The "worst owner" of the city and business partner of Donald Trump's dismissed assistant, Anthony Scaramucci, is about to take control of the legendary White Horse Tavern in Greenwich Village.
The vintage sedan was home to many alcohol-crazed artists, writers and musicians, including the Welsh poet Dylan Thomas, who allegedly swallowed 18 shots of whiskey before collapsing on the sidewalk and dying. .
The building that houses the popular pub located at 567 Hudson Street and adjacent buildings 561 Hudson and 304 W. 11th St. are to be sold for $ 14 million to Steve Croman, nicknamed the "Bernie Madoff Owners".

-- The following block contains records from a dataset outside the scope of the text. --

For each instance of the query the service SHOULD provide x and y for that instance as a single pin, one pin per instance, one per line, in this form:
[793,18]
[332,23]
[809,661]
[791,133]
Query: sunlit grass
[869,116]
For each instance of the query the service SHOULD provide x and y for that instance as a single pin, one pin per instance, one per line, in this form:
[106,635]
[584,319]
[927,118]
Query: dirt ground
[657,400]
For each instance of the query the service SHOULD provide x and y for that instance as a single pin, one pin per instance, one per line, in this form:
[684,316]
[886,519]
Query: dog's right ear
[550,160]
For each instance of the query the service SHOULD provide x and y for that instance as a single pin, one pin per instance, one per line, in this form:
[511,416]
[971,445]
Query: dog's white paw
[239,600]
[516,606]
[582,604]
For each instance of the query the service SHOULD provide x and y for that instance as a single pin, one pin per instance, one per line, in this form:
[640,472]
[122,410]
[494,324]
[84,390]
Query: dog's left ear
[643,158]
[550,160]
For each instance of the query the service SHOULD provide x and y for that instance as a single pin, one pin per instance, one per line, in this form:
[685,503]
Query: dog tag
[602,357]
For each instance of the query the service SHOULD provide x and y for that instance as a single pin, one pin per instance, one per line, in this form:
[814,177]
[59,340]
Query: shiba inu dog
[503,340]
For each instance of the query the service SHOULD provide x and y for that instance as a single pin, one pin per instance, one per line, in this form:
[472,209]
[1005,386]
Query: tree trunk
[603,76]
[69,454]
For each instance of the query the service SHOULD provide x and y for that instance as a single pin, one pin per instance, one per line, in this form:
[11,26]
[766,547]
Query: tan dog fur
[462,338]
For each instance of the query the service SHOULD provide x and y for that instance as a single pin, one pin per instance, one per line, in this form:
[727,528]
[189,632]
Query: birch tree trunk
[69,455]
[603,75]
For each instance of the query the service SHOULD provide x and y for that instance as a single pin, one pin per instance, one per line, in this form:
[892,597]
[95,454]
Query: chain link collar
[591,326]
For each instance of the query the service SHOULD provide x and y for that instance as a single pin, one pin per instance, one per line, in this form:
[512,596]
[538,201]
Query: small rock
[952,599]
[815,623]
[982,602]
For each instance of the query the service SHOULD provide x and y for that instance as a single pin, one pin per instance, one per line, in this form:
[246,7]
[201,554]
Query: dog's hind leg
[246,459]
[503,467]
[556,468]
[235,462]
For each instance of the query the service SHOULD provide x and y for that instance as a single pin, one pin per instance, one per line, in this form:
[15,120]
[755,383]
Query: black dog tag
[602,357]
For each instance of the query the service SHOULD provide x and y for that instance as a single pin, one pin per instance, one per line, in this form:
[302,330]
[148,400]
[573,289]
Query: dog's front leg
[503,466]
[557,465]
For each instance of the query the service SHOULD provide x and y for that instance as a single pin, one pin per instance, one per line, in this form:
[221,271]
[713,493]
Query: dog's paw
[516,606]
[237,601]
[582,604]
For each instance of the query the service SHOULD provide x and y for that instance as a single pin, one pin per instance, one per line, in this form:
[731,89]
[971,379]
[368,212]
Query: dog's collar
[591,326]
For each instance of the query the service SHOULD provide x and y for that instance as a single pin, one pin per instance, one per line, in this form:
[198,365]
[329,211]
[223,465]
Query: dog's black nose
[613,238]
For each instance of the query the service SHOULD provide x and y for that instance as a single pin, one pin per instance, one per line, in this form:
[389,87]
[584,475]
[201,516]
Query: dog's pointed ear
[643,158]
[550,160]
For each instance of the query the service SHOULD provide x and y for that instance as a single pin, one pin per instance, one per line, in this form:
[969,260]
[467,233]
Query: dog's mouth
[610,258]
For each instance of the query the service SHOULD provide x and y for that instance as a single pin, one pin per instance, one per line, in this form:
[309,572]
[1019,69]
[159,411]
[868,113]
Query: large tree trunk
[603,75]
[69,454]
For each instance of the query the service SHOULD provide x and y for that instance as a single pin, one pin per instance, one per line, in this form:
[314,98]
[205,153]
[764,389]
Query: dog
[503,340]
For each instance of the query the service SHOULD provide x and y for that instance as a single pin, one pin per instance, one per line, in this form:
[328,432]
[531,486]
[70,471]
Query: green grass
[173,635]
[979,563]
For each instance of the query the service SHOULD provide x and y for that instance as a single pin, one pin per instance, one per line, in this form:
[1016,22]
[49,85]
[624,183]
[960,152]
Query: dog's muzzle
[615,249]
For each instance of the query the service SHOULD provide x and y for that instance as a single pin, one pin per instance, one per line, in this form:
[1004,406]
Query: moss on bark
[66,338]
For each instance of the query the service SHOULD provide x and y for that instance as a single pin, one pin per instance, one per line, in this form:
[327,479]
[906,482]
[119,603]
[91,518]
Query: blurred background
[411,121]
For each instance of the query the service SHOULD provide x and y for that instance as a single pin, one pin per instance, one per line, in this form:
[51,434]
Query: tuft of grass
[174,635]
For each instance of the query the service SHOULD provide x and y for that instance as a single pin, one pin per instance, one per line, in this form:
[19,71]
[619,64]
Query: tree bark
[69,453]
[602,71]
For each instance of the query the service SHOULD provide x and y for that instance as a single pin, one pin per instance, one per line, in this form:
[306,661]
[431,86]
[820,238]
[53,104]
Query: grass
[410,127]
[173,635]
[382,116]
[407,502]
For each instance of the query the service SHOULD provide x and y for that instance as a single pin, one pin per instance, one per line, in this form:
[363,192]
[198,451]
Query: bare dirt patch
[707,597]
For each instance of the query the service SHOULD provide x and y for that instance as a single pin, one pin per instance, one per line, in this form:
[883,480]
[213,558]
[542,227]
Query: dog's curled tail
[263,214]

The buildings also have 17 apartments at market prices.
Croman spent eight months in prison for tax evasion and borrowing. He was released last year. He was also to pay $ 8 million in compensation to tenants with stable rent that he was accused of having harassed and forced to abandon their apartments.
But Croman will have no involvement in the white horse. If the sale goes as planned on April 9, the tavern will be rented for a period of 15 years to veteran restaurateur Manhattan, Eytan Sugarman. The lease is now escrowed.
Sugarman is a Scaramucci partner at Midtown's Hunt & Fish steakhouse club. But Scaramucci will not travel from the White House to the White Horse – neither he nor any other Hunt & Fish partners are involved in the tavern, said Sugarman's representative.
Sugarman also owns the Southern Hospitality and Made In Pizza barbecue facilities.
The White Horse was founded in 1880. Its atmospheric confines were a favorite haunt of twentieth-century writers Jack Kerouac, James Baldwin, Norman Mailer, and musicians Bob Dylan and Jim Morrison.
Current White Horse operators Eddie Brennan and James Munson purchased the buildings in the 1950s and are now retiring.
Their contract of sale with Croman stipulated that the White Horse was to be rented to operators who would exploit it as in the past. Sugarman is committed to managing it "exactly as it is," according to Meridian Capital Group broker James Famularo, who negotiated the lease.
Famularo would not have identified the new owner, but several sources confirmed that it was Croman.
Neither Croman nor Sugarman could be reached. A friend of Sugarman said, "He does not really know the guy [Croman] well. But he does not foresee any problem. He will be a good tenant and hopes to have a good landlord. "
All of Croman's buildings are now managed by another company, the management of Michael Besen, in New York. The state Attorney General chose Besen to operate all 100 Croman properties for five years beginning in July 2018.
The White Horse Building is also likely to be under Besen's control. Croman's lawyer Andrew W. Albstein did not immediately answer the questions.